In the end, Celine supposed, all love stories ended in tragedy.
She brushed a piece of lint off the sleeve of her black Chanel suit, grateful that the day was cool. The long sleeves covered the fading bruises on her arms. She peered one last time into the mirror to satisfy herself that her cosmetics covered the discoloration under her left eye. Perfect. She was ready to receive her guests.
Really, the viewing and funeral had been taxing enough, and the long ride to the family mausoleum ghastly. All those people offered such banal words of comfort; she, of course, received them graciously.
When the Hollander woman appeared—in church, no less—with her vulgar mink coat and too tight, too short dress and caterwauled like a beast, it had been an absolute circus.
“You killed him! You killed my Matthew!” she bellowed. Thank goodness Mr. Bishop and Mr. Davis had immediately and quite firmly shown her the door. Celine reminded herself to slip a substantial tip to the undertaker and his assistant for their efficiency. Celine believed in rewarding service well done.
At the time Celine had clutched her pearls and leaned back against James, who caught her arm and murmured soothing words into her ear. “Don’t worry, Moms, she’s gone now. Dad was an idiot. A rotten idiot.”
“He was your father, darling,” she said.
Matthew died because the arteries to his heart were more than eighty percent blocked. After forty years of red meat, alcohol, cigars, and women who were far too young for him, his blood was like wet cement. He was one week from an operation to replace three of his heart valves when a massive coronary struck him down. That was the decree of his doctor. Who was she to argue?
If only he’d been able to get to his nitroglycerin pills in time, he might have been able to call out for help. But no, he thrashed in his bed gurgling and choking and begging, his face turning from red to blue to purple as he choked for air. In the morning the tiny white pills lay scattered on the floor, and the bottle lay in the middle of the rug. It had been over in less than five minutes.

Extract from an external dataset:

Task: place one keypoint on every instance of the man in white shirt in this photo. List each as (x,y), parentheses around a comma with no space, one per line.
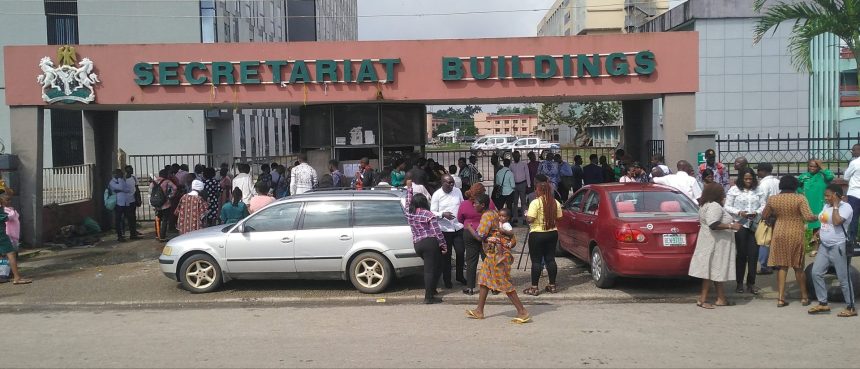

Her bedroom was down the hall, too far away for her to hear or help, Celine explained to Matthew’s doctor when he came personally that morning to fill out the death certificate. Though she was completely serene, she delicately dabbed her eyes with a handkerchief. He patted her back and said she mustn’t blame herself.
She thanked him with all due sincerity. Matthew deserved far worse.
In the recesses of her dark heart Celine had always known Matthew had married her for her parents’ old money prestige, but even understanding that, she had loved him once. He was handsome and witty, and she had lovely memories of their honeymoon in Paris when he charmed her with his French, his appreciation of Monet and Matisse, his knowledge of the city. He had seemed charming and sophisticated then, so much so that she’d overlooked his arrogance, his rudeness to waiters and those he thought beneath him.
His temper. The temper he let loose with increasing frequency as the years passed. She’d grown tired of wearing long sleeves in summer and extra make up to cover the damage, but she was too proud to admit she’d made a mistake. He wanted her connections, and she enjoyed living in splendor. Everything in life came at a price.
Eventually his other women didn’t bother her in the least as long as they kept him out of her bed. She didn’t care about his rudeness or drinking as long as he directed it away from her. She would go and soothe the hurt feelings Matthew left in his wake. His deliberate cruelty was another thing entirely. She began to make a tally of every incident, every outrage, but Celine had allowed a tough shell to form around her heart. She was also patient.
Three years ago Matthew had deliberately run over her favorite cat, Montgomery, as the old fellow lay sunning himself in the driveway. Though infuriated, Celine said nothing. She had Montgomery cremated and enshrined his ashes in a sterling silver urn that she kept in her bedroom.
After Matthew’s own cremation, she collected his remains from Mr. Bishop and told the undertaker she needed to spend one last evening with her husband before he was forever entombed. Celine dumped his remains in the trash, and returned Montgomery’s silver urn over to the undertaker the next morning. She mixed in some cat liter to balance the weight.
Now Celine took a cleansing breath as she descended the marble stairs to greet her guests. It felt like a celebration.
She nodded sagely when Matthew’s law partner said, “My God, we just played eighteen holes at Merion the day before he died. He seemed fine, better than fine. But I guess you never know. The doc says if he could have gotten to those pills . . . ” His voice trailed off in a haze of scotch and regret. Matthew’s beloved Bunnahabhain 25. Celine never cared for scotch.
Celine nodded solemnly. It was such a small thing, that one little pill.